I beg to move, "That the Bill be now read a Second time."
This short Bill deals with a set of circumstances which were overlooked in the coal legislation of 1937–38, vesting the royalties in the Coal Commission. Hon. Members will remember that the original Act drew a distinction between lessees who were working coal and lessees who were drawing royalties. It was important to leave the first undisturbed and to catch the second and vest the royalties in the Commission. Therefore, the procedure of the Act, as most lessees were working coal, was to exempt leases, subject to an exception. This was where you had a lease with an under-lease derived out of it, in regard to which the under-lessee was paying royalties to the original lessee. That form of enactment worked perfectly well in the ordinary case of a lease from A to B and another lease from B to C, who was working coal derived under the first lease. Unfortunately, a different series of facts came before the court, where you had an original lease from A, a further lease to C, who was working the pit, and, 11 days before the Act came into force, another lease from A to D which was subject to the original lease from A to C but extended to a longer period and transferred all A's rights to B.

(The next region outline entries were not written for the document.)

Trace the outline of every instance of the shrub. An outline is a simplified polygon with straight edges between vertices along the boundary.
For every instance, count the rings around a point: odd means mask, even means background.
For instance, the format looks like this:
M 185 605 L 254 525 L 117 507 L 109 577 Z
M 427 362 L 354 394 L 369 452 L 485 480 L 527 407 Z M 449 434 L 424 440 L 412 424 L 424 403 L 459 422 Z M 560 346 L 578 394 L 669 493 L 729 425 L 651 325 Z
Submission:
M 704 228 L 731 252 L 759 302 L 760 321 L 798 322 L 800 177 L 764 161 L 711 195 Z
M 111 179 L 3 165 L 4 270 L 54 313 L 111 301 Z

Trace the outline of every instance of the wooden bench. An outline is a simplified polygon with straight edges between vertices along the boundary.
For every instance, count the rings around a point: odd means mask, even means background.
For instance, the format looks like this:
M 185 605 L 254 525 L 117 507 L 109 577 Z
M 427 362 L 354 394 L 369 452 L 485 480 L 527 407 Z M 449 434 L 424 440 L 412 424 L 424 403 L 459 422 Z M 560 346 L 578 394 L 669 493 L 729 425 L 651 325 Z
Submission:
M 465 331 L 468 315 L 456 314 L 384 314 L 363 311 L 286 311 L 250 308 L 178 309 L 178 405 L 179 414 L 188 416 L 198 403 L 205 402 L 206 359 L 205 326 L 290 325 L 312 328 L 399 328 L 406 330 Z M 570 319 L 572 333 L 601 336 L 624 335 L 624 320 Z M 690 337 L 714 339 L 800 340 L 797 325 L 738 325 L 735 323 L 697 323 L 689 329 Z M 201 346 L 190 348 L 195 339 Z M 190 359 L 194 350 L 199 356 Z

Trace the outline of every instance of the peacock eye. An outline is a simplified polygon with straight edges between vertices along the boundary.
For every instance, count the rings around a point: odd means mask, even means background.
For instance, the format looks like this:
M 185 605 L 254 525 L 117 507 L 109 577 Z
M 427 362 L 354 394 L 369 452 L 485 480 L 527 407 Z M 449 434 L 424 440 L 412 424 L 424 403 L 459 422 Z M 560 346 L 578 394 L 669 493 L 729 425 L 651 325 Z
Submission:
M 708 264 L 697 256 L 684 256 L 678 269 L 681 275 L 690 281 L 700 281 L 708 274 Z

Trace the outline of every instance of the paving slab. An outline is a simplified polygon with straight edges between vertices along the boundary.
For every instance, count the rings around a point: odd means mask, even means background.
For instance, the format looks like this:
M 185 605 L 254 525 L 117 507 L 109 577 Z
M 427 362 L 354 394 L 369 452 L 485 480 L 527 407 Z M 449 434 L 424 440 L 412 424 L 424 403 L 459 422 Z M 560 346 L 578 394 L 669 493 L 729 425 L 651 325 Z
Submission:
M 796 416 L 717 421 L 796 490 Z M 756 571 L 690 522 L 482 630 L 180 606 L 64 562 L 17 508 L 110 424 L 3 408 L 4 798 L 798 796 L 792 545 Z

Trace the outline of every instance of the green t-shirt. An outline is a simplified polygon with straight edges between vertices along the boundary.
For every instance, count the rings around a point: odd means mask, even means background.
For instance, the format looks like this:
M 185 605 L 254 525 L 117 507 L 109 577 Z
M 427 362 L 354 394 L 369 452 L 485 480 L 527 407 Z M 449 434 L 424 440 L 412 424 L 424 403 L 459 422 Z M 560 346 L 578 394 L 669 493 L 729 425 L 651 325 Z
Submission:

In that case, the original lease to the person who was working the pit was not derived out of the lease to B, the other person. As a result, the royalties which were paid by the person working the pit were not caught by the Act and did not vest in the Commission. Hon. Members will agree that, the House having agreed to the principle that the royalties should be vested in the Commission, the case which I have put to the House should be covered. We have covered it in the Bill by suggesting that the lease should be dated as if it were derived from the first lease within the terms of the original Act. My legal Friends will understand that the Bill is to deal with a casus omissus. I hope that the Bill, although belatedly, will put the matter right.